No caso de Renato Russo, Jefinho comenta que escolheu o cantor pela grande quantidade de material disponibilizada de entrevistas do artista na internet. “O Renato tem muito material de entrevista, e o treinamento da IA fica melhor com fala e música”, diz.
O comercial de Elis, porém, não envolveu o uso da voz da cantora. Ela já imortalizou o clássico Como Nossos Pais, de Belchior, em gravações anteriores. A técnica também utilizou o treinamento de máquina, mas, neste caso, para copiar expressões. A prática é chamada de “deepfake”.
Os publicitários utilizaram uma dublê de corpo para simular os movimentos da artista. Após, o rosto e as expressões dela foram encaixados para que ela parecesse interagir com Maria Rita.
Prática esbarra em direitos autorais
O comercial com Elis teve autorização da família, mas a popularização da inteligência artificial suscita debates sobre direitos autorais. A recriação das vozes e da imagem de artistas esbarra em direitos conexos, uma das facetas do direito autoral, como explica o advogado Daniel Campello.
Segundo Campello, os direitos conexos envolvem um viés moral, já que protegem os cantores de terem as vozes modificadas ou reutilizadas sem autorização expressa. O advogado diz que ainda há o direito patrimonial da gravação, o que também exige uma autorização da produtora fonográfica ou gravadora para que a voz seja usada.
Em relação a artistas que já morreram, o direito patrimonial tem “prazo de validade” e dura entre 50 e 70 anos, a depender do país, após o lançamento do fonograma contendo a voz do artista. Os direitos morais, porém, jamais terminam.
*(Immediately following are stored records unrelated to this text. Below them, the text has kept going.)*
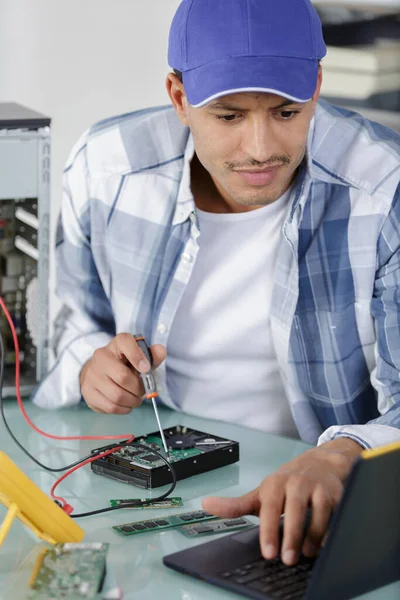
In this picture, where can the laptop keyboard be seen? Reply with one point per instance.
(273, 578)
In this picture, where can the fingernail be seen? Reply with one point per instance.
(269, 551)
(289, 557)
(144, 366)
(309, 549)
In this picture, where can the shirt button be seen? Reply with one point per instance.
(186, 257)
(162, 328)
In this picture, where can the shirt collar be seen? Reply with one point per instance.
(185, 205)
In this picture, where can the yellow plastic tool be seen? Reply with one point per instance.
(26, 502)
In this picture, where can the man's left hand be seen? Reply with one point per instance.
(313, 480)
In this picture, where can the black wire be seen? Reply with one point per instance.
(45, 467)
(138, 503)
(35, 460)
(81, 460)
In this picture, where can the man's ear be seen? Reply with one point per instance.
(176, 92)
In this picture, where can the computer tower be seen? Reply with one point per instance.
(25, 154)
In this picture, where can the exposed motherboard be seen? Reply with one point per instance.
(191, 452)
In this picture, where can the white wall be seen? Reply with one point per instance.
(78, 61)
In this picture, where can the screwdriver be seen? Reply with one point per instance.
(149, 383)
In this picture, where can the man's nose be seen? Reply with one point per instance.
(258, 141)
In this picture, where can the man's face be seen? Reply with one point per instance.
(250, 143)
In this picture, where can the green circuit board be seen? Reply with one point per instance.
(138, 456)
(69, 571)
(218, 526)
(173, 502)
(162, 523)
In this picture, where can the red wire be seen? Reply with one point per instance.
(86, 462)
(21, 405)
(65, 505)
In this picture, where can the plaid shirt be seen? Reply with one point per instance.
(127, 242)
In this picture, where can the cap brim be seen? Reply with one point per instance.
(292, 78)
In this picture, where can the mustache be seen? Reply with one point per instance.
(274, 161)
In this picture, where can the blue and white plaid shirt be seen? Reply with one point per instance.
(127, 243)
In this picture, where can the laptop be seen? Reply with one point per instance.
(362, 551)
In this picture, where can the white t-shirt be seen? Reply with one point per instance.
(221, 362)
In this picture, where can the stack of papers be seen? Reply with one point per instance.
(363, 71)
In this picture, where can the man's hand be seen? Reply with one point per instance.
(315, 479)
(110, 380)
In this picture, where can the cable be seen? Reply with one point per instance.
(22, 408)
(81, 462)
(125, 505)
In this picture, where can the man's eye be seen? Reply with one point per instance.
(286, 115)
(226, 118)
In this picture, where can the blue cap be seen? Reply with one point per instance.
(229, 46)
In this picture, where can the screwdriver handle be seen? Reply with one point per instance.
(150, 385)
(141, 342)
(148, 380)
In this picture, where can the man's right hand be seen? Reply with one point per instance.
(110, 380)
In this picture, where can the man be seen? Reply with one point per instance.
(253, 237)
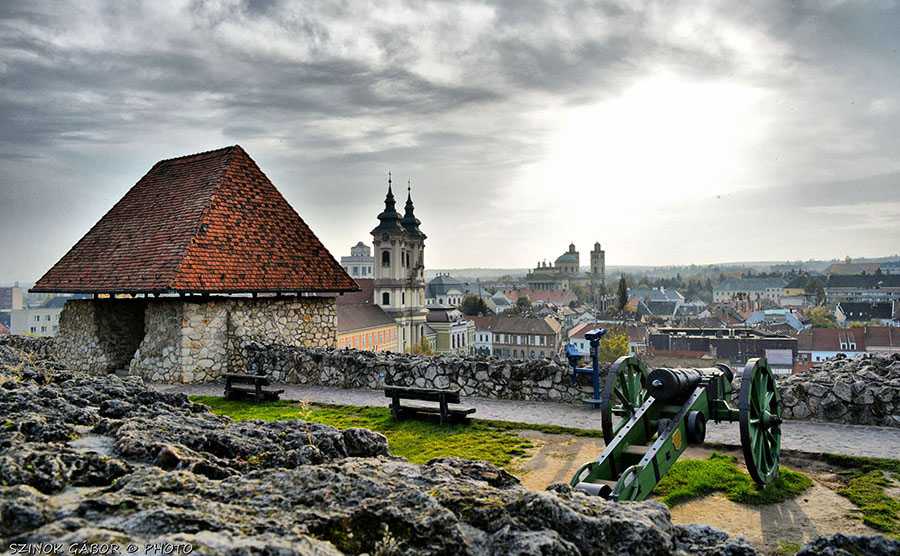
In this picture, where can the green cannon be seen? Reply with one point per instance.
(650, 417)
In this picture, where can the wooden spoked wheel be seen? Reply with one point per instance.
(760, 417)
(625, 391)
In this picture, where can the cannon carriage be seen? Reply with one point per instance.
(649, 417)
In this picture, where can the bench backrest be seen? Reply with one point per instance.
(247, 379)
(424, 394)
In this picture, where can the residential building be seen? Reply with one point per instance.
(557, 297)
(880, 312)
(756, 291)
(773, 318)
(866, 288)
(820, 344)
(444, 290)
(363, 325)
(38, 321)
(399, 287)
(454, 333)
(525, 338)
(498, 303)
(637, 336)
(852, 268)
(736, 345)
(890, 267)
(11, 299)
(665, 304)
(882, 339)
(484, 344)
(360, 263)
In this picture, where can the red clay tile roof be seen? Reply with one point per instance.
(366, 293)
(360, 316)
(830, 339)
(211, 223)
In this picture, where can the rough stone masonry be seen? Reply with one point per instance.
(860, 391)
(486, 377)
(100, 459)
(186, 340)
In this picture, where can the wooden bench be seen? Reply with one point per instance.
(234, 391)
(443, 398)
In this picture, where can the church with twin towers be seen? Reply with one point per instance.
(399, 269)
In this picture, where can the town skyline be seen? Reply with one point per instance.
(671, 134)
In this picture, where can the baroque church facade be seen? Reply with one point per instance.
(399, 272)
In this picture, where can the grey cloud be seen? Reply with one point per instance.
(447, 100)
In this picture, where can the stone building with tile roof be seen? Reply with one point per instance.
(202, 255)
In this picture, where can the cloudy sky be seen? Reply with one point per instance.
(671, 132)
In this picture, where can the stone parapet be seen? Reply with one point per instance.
(487, 377)
(861, 391)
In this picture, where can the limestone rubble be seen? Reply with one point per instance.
(101, 459)
(859, 391)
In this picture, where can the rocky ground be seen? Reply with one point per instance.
(861, 391)
(88, 459)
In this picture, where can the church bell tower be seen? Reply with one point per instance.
(399, 285)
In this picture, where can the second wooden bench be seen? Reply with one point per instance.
(443, 398)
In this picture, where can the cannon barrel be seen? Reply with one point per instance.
(667, 384)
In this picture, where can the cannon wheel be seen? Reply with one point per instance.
(626, 390)
(760, 416)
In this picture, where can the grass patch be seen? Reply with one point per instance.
(865, 482)
(858, 465)
(690, 479)
(417, 441)
(788, 548)
(879, 511)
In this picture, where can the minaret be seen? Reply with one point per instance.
(598, 272)
(399, 285)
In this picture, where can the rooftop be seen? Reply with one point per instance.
(517, 325)
(866, 281)
(360, 316)
(205, 223)
(751, 284)
(867, 311)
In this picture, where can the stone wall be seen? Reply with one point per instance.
(863, 391)
(199, 341)
(100, 336)
(180, 340)
(486, 377)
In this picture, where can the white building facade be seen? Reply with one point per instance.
(360, 263)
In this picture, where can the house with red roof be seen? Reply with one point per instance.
(200, 257)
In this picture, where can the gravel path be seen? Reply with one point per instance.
(802, 436)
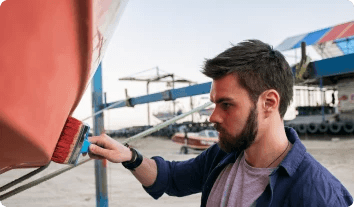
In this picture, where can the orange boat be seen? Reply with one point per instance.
(196, 141)
(49, 51)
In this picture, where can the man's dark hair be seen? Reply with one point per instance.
(258, 68)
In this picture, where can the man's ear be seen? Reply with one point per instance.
(270, 101)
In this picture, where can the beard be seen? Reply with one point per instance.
(244, 140)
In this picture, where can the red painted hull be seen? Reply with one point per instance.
(49, 51)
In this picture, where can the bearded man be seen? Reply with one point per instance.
(258, 161)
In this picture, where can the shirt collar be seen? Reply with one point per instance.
(295, 156)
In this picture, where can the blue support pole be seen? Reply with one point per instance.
(322, 102)
(98, 128)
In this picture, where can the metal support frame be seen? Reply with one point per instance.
(322, 101)
(98, 128)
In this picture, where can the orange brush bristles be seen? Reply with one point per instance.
(67, 140)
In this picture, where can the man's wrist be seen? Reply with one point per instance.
(135, 161)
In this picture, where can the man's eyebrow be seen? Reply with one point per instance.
(223, 99)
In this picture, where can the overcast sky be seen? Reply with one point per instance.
(177, 36)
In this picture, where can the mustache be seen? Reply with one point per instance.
(218, 127)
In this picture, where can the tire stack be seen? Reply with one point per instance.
(333, 128)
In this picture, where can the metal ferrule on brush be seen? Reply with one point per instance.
(76, 152)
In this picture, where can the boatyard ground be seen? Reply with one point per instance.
(77, 186)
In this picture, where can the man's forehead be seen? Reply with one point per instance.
(226, 88)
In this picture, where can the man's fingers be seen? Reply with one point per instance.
(97, 150)
(100, 141)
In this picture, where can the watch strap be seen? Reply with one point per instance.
(136, 160)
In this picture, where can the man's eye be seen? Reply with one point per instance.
(225, 105)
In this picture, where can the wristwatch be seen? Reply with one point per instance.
(136, 160)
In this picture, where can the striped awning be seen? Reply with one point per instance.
(342, 36)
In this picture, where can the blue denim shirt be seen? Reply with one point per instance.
(299, 180)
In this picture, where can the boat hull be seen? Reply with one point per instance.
(49, 51)
(194, 141)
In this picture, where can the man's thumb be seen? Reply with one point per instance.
(97, 150)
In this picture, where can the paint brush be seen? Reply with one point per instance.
(72, 142)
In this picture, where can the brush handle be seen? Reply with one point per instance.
(85, 146)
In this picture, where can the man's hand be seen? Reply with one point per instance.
(104, 147)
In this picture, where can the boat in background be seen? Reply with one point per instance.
(49, 52)
(196, 141)
(206, 112)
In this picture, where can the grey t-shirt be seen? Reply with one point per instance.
(239, 185)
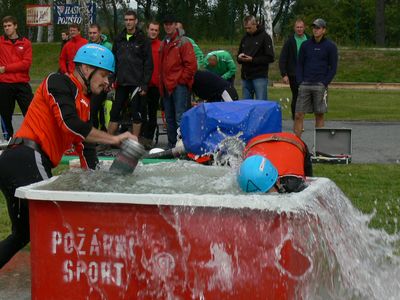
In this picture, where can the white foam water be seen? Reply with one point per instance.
(347, 259)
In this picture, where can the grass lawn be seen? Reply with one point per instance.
(356, 105)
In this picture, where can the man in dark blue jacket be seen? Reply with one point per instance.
(315, 70)
(255, 54)
(288, 60)
(134, 67)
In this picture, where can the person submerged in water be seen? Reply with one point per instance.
(275, 162)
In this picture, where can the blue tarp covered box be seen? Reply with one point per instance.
(204, 126)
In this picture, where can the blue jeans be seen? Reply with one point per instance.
(174, 106)
(257, 86)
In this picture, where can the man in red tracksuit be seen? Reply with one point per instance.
(66, 60)
(15, 62)
(178, 65)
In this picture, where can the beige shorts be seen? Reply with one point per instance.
(312, 98)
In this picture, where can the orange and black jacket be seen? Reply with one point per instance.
(16, 58)
(58, 117)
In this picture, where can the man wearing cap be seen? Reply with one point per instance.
(288, 60)
(134, 66)
(177, 68)
(58, 116)
(221, 63)
(316, 67)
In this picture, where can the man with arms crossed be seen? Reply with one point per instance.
(315, 70)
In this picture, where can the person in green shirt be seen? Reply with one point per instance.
(288, 60)
(221, 62)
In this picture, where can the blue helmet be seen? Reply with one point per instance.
(97, 56)
(256, 174)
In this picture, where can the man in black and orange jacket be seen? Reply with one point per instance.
(15, 62)
(57, 117)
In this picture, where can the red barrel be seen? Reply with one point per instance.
(126, 251)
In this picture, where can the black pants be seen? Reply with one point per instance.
(97, 110)
(149, 112)
(294, 87)
(19, 166)
(22, 92)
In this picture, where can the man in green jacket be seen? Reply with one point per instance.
(221, 63)
(95, 36)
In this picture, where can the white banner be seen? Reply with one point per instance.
(38, 15)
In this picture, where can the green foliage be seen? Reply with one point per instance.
(349, 22)
(350, 105)
(371, 188)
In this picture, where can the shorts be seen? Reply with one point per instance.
(312, 98)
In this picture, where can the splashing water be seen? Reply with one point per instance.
(230, 150)
(341, 257)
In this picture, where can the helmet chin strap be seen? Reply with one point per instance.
(86, 80)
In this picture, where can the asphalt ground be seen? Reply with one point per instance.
(372, 142)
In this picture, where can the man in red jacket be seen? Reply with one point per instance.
(15, 62)
(177, 68)
(66, 60)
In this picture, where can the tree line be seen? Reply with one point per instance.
(350, 22)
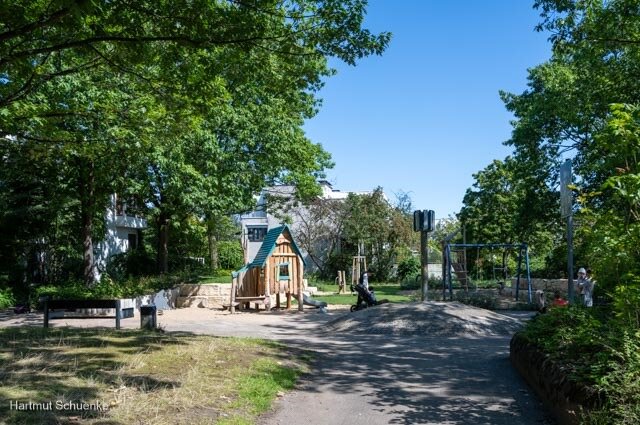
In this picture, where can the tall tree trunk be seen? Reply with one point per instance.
(87, 202)
(163, 244)
(213, 249)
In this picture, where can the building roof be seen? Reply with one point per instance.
(269, 245)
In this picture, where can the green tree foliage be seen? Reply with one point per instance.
(382, 229)
(507, 206)
(231, 256)
(191, 107)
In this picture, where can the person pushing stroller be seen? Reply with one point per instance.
(366, 294)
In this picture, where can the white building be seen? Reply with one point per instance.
(269, 214)
(123, 233)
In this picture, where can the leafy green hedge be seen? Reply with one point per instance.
(596, 350)
(108, 289)
(6, 298)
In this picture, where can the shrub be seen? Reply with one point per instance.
(6, 298)
(408, 268)
(597, 350)
(230, 255)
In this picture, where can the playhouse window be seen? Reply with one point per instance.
(283, 271)
(256, 234)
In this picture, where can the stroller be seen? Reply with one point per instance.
(365, 299)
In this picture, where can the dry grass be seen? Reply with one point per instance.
(141, 377)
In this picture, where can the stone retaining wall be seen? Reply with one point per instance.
(547, 285)
(206, 296)
(564, 398)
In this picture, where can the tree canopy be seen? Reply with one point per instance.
(190, 107)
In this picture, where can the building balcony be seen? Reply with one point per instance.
(130, 222)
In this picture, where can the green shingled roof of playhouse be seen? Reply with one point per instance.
(269, 245)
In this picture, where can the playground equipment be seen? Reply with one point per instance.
(278, 269)
(454, 257)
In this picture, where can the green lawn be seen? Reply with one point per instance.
(220, 278)
(389, 291)
(140, 377)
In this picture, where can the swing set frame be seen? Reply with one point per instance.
(523, 254)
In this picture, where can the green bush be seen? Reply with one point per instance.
(110, 289)
(230, 255)
(597, 350)
(6, 298)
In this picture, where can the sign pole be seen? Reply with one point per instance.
(424, 259)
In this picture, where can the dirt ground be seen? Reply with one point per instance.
(415, 363)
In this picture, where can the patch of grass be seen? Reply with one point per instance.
(221, 276)
(387, 291)
(141, 377)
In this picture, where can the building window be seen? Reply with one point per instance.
(283, 271)
(256, 234)
(133, 241)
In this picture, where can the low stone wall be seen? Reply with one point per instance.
(163, 300)
(206, 296)
(547, 285)
(564, 398)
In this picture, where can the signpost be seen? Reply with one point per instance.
(424, 222)
(566, 210)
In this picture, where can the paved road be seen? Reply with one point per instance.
(375, 379)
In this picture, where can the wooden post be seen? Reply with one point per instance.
(118, 314)
(46, 312)
(300, 275)
(267, 286)
(424, 257)
(234, 284)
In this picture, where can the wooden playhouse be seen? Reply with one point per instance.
(277, 269)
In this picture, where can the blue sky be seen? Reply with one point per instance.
(426, 115)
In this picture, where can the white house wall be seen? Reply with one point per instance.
(116, 241)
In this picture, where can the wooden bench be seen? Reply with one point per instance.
(246, 301)
(66, 305)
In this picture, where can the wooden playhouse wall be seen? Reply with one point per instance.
(284, 253)
(254, 282)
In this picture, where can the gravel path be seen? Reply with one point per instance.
(418, 363)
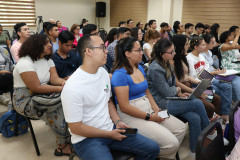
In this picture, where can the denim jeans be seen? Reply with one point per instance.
(194, 112)
(99, 148)
(224, 90)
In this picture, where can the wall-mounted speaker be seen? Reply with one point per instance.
(100, 9)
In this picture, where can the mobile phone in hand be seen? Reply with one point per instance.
(163, 114)
(129, 131)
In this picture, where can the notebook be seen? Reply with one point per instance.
(201, 87)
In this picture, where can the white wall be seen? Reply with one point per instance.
(165, 11)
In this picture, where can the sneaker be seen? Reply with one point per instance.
(212, 136)
(4, 100)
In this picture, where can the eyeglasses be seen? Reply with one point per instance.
(173, 51)
(138, 50)
(102, 46)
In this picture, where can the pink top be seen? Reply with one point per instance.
(15, 50)
(62, 29)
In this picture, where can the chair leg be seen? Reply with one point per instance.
(177, 156)
(33, 136)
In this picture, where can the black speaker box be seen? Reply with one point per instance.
(100, 9)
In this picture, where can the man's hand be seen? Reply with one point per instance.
(116, 134)
(121, 124)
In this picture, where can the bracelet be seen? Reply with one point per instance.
(116, 123)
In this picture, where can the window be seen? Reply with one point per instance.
(16, 11)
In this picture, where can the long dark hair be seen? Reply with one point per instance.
(159, 49)
(110, 36)
(179, 42)
(123, 45)
(34, 47)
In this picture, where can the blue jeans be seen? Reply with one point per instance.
(194, 112)
(224, 90)
(99, 148)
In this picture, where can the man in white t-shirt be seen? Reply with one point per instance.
(90, 113)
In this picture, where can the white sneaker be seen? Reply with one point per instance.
(212, 136)
(4, 100)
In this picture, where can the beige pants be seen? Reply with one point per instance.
(168, 134)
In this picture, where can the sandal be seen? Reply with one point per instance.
(57, 153)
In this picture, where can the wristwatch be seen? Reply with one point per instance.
(148, 116)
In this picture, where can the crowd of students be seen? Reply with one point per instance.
(138, 67)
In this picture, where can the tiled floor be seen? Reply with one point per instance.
(21, 147)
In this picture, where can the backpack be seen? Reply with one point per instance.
(12, 123)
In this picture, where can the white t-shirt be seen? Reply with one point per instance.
(85, 98)
(25, 64)
(196, 65)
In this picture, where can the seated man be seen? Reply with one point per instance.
(53, 32)
(23, 33)
(66, 61)
(90, 113)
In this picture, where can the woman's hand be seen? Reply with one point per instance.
(156, 118)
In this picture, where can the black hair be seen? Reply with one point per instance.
(17, 28)
(145, 26)
(66, 36)
(195, 41)
(122, 30)
(120, 23)
(199, 25)
(188, 25)
(176, 26)
(34, 47)
(87, 29)
(84, 42)
(128, 21)
(233, 28)
(50, 27)
(110, 36)
(150, 22)
(123, 45)
(207, 38)
(163, 24)
(179, 42)
(224, 36)
(214, 32)
(159, 48)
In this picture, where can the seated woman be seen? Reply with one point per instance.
(32, 75)
(227, 50)
(162, 84)
(112, 36)
(75, 29)
(6, 77)
(136, 106)
(150, 38)
(184, 81)
(4, 39)
(197, 63)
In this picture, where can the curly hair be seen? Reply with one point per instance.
(34, 47)
(124, 45)
(151, 34)
(160, 47)
(179, 42)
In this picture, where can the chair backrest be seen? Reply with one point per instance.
(210, 149)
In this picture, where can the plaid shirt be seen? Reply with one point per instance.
(111, 49)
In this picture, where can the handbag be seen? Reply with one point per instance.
(13, 124)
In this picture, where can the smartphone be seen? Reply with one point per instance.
(205, 75)
(129, 131)
(163, 114)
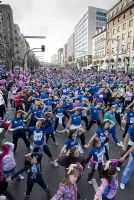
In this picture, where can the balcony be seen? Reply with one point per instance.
(118, 12)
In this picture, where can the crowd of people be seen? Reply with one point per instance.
(75, 101)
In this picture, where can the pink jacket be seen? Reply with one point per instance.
(5, 149)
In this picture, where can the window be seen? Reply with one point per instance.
(130, 23)
(124, 26)
(123, 49)
(123, 37)
(118, 29)
(101, 14)
(128, 46)
(101, 19)
(129, 34)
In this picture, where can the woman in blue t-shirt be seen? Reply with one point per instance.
(95, 157)
(102, 133)
(39, 140)
(110, 115)
(49, 127)
(129, 118)
(73, 139)
(17, 127)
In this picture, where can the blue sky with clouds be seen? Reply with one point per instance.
(52, 18)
Contudo, para o advogado, a tecnologia não é inimiga dos seres humanos e das criações artísticas. A inteligência artificial pode facilitar processos que demandam uma repetição de tarefas padronizáveis. No caso das músicas, a IA pode ajudar na composição de novas melodias e letras e produção de batidas, por exemplo.
“Não significa que o uso da IA como ferramenta seja algo negativo ou reprovável, muito ao contrário. Entendo que esse novo aspecto da tecnologia já está revolucionando nossa indústria com transformações com alto grau de disrupção”, comenta Campello.
Debater a ética que inclui o uso da tecnologia não é tarefa fácil. Jefinho comenta sobre um comercial da Coca-Cola criada por inteligência artificial e se posiciona contra o uso da IA para fins comerciais. “Aquilo usou o trabalho de outros artistas que não foram remunerados”, diz.
Lamerazi também enxerga a IA como “uma ferramenta potencialmente perigosa”. Ele relata já ter recebido propostas de seguidores para recriar recados com vozes de parentes mortos, por exemplo, e, por esse motivo, sempre tenta colocar limites a suas criações. “Eu fico um pouco pensativo. Porque, e se o ser humano acabar se acostumando com isso, não vencer o período de luto e coisas desse tipo?”, questiona.
Para Campello, a solução para o bom uso da tecnologia é “criar limites para que a criação humana seja sempre privilegiada”. “Criações humanas com alta carga de complexidade e criatividade jamais poderão ser substituídas por IA. Ou alguém crê que um robô pode criar uma obra-prima como Garota de Ipanema, uma das músicas mais conhecidas e regravadas da história da música?”, diz.
Há também uma lacuna de adaptações nas leis em relação às novas tecnologias. “A legislação brasileira não está adaptada sequer ao mundo das plataformas de streaming, muito menos para as questões de inteligência artificial”, aponta Campello.
O advogado comenta que uma reforma na legislação permitiria que o Brasil fizesse até um uso positivo do recurso. “Precisamos adaptar rapidamente nosso ambiente legal para podermos surfar nessa onda de forma positiva e com a proteção devida à criação humana”, diz.
O Estadão entrou em contato com a assessoria da cantora Maria Rita, mas ela preferiu não comentar a escolha do uso da imagem de Elis na peça publicitária.